Basic License Types
There are two routes to gaining a private pilot’s licence in a fixed wing single engine aircraft in the UK (PPL ‘A’ SEP). Which route you take will depend on what type of flying you want do do later on, as well as if you wish to fly abroad in JAA member states.
(The JAR Licence came about when the Rules for gaining your PPL changed (1999) to align with the European Joint Aviation Regulations, where there has been an attempt to rationalise the flying regulations for all the European Union countries.
Under JAR PPL Training, you need to undertake a minimum of 45 hours of flying training.
JAR involves a greater amount of ‘base’ training compared to an NPPL, as a foundation towards undertaking further training beyond just gaining a Private Pilot’s Licence (PPL – Class A JAR.),
A JAR PPL allows a pilot to take further training and gain other ‘Ratings’ such as an IMC Rating or a Night Qualification. These two ratings respectively allow a Pilot, to fly when poorer weather conditions occur and require the ability to fly safely ‘on instruments’ in the aircraft, and with a Night Qualification, they are allowed to fly at night. Both these Ratings also open the route towards further Training should the participant aspire to train towards a Commercial Pilot’s Licence if aiming to be a pilot for a career. A JAR PPL also allows international flying.
The Light Aviation Industry in Britain found that fewer people were learning to fly because of the greater demands of the JAR Licence. After much lobbying by such Flying Organisations, it was agreed with the Civil Aviation Authority (CAA) that there were many people who just wanted to be able to basically fly in reasonably good weather, with no aspirations to take their flying any further than that.
So a new Training Course was formulated, to allow people to gain a basic ‘Ordinary PPL’ in Britain.

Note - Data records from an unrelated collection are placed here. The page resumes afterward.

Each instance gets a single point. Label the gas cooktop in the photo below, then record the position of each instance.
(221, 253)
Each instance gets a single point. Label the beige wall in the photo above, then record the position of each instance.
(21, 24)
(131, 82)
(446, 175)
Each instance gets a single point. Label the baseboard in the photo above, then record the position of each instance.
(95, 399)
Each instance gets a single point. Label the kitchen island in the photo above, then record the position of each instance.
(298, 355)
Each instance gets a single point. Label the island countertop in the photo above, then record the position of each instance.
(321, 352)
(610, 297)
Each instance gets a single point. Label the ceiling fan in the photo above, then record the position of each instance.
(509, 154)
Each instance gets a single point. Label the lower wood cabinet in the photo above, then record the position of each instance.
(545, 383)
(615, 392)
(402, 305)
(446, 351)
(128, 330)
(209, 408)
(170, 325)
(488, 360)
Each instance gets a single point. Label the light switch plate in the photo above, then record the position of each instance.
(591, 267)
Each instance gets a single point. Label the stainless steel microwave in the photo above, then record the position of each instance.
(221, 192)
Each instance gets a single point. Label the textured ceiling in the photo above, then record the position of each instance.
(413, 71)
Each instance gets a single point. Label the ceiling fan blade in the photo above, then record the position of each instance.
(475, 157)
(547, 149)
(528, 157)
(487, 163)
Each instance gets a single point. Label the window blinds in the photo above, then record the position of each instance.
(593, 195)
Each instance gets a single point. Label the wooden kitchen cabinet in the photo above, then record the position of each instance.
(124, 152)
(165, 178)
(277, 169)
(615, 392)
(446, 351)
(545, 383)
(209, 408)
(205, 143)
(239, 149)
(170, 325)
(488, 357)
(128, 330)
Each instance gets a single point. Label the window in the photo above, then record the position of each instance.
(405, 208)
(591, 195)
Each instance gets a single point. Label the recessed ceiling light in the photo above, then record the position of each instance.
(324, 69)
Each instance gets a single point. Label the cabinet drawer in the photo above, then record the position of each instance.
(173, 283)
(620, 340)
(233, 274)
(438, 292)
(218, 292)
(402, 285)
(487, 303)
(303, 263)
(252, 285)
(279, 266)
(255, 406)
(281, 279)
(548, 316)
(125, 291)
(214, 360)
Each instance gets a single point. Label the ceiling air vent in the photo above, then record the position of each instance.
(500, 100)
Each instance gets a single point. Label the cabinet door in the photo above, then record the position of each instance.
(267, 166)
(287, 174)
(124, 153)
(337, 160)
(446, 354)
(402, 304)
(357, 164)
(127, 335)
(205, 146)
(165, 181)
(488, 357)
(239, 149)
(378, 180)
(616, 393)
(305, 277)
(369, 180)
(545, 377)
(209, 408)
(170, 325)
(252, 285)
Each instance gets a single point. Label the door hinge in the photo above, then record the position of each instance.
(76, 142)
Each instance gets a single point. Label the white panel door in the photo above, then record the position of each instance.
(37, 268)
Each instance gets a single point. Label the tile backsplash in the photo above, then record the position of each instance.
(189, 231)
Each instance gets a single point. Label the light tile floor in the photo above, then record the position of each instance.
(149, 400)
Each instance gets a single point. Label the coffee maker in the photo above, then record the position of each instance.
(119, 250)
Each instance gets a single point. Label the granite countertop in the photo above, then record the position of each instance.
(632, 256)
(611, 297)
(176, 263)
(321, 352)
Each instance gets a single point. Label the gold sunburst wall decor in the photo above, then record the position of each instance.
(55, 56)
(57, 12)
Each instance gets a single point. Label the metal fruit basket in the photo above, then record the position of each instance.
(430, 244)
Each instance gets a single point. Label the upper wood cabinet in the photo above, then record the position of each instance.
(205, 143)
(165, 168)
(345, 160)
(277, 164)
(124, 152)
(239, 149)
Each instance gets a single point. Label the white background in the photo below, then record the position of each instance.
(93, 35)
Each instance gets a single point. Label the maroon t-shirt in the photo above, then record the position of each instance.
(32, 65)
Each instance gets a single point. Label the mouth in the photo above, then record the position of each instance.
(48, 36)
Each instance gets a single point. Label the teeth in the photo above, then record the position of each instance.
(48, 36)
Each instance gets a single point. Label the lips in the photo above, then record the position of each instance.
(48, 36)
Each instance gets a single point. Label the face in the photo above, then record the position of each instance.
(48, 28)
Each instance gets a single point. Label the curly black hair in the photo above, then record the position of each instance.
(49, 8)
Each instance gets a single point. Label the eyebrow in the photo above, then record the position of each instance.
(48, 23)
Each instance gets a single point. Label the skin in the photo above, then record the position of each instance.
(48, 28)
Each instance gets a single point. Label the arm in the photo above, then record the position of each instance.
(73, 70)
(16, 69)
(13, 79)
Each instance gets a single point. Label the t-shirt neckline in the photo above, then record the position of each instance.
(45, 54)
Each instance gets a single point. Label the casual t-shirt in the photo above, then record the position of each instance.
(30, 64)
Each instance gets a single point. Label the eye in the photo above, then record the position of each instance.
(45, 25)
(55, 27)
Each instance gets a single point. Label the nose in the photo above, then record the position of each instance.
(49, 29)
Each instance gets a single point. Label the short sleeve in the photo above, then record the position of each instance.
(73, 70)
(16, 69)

A new Syllabus was ratified where adequate training could be undertaken in a minimum of 32 hours. This would lead to a new PPL Licence called the ‘ NPPL’ or National Private Pilot’s Licence.

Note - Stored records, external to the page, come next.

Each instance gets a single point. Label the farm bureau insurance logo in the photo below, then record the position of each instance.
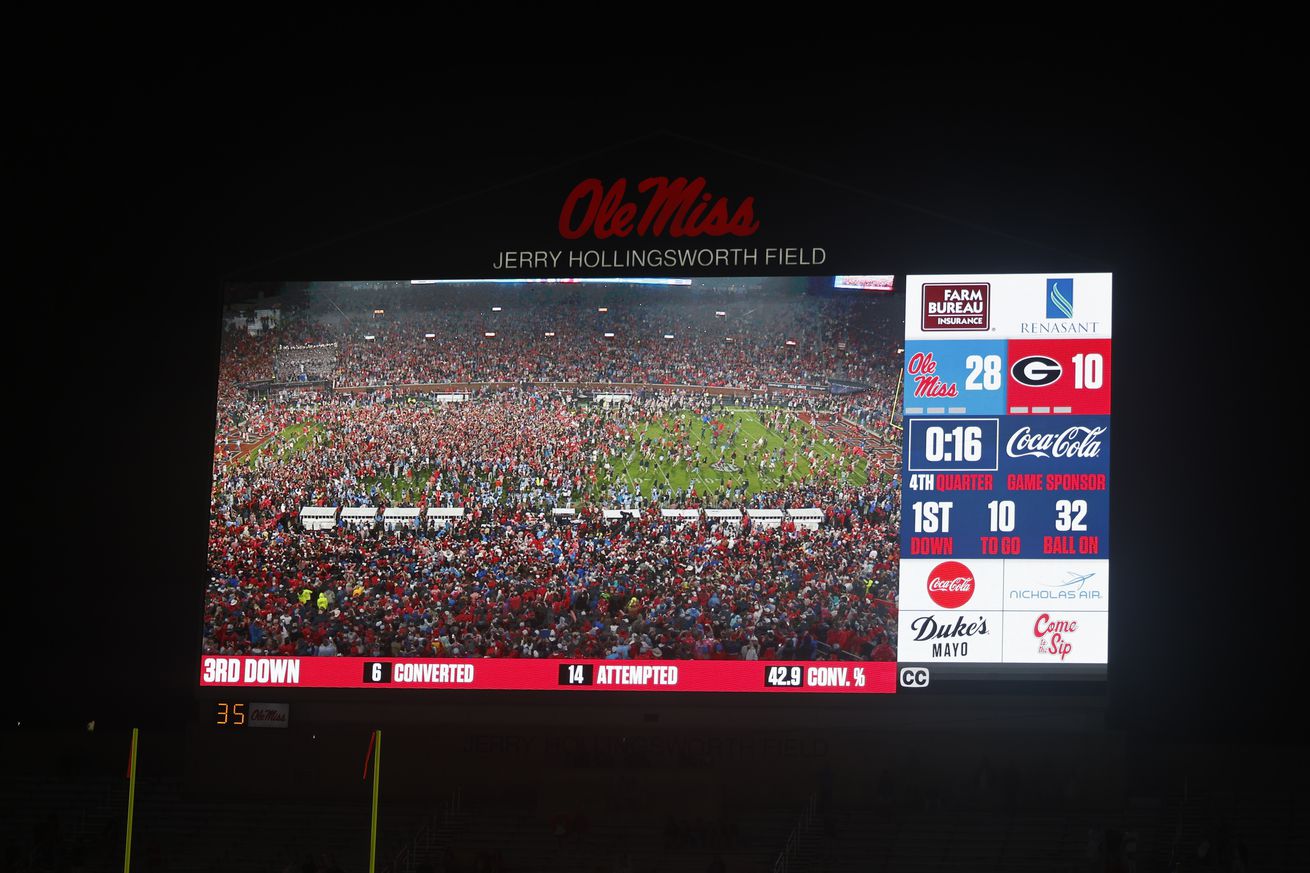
(1070, 442)
(951, 585)
(956, 307)
(680, 207)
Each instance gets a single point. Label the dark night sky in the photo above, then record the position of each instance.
(140, 189)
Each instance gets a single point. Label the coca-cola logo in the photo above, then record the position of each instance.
(679, 206)
(1072, 442)
(950, 585)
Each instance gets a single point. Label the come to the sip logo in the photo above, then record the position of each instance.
(1059, 298)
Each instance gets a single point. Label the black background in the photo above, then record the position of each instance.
(143, 184)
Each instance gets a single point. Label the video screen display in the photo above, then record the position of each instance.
(795, 484)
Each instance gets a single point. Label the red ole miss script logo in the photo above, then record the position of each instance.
(681, 207)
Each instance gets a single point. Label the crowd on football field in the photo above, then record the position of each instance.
(507, 578)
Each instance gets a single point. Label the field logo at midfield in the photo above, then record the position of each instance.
(956, 307)
(1059, 298)
(950, 585)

Medical requirements were also changed and are less onerous.
Conditions were applied on this Licence, in that an NPPL pilot is only allowed to fly by ‘Visual Flight Rules – visibility within defined minima, clear of cloud and in sight of the surface.
No flying will be allowed in ‘poorer weather’ where an IMC (Instrument Meteorological Conditions) exist; the Pilot would not be allowed to fly at night, and there would be a restriction which only allowed an NPPL to fly within the Territory of specifically the British Isles only. No one can fly ‘abroad’ e.g. France, Germany etc.
Initial Lesson or ‘Trial’ flight
If you enjoy your trial flight and are keen to progress and learn to fly then your next step is to have a medical to make sure you are medically fit for flying. Once you have your valid medical certificate, you will need to join the club as a new member before training can commence.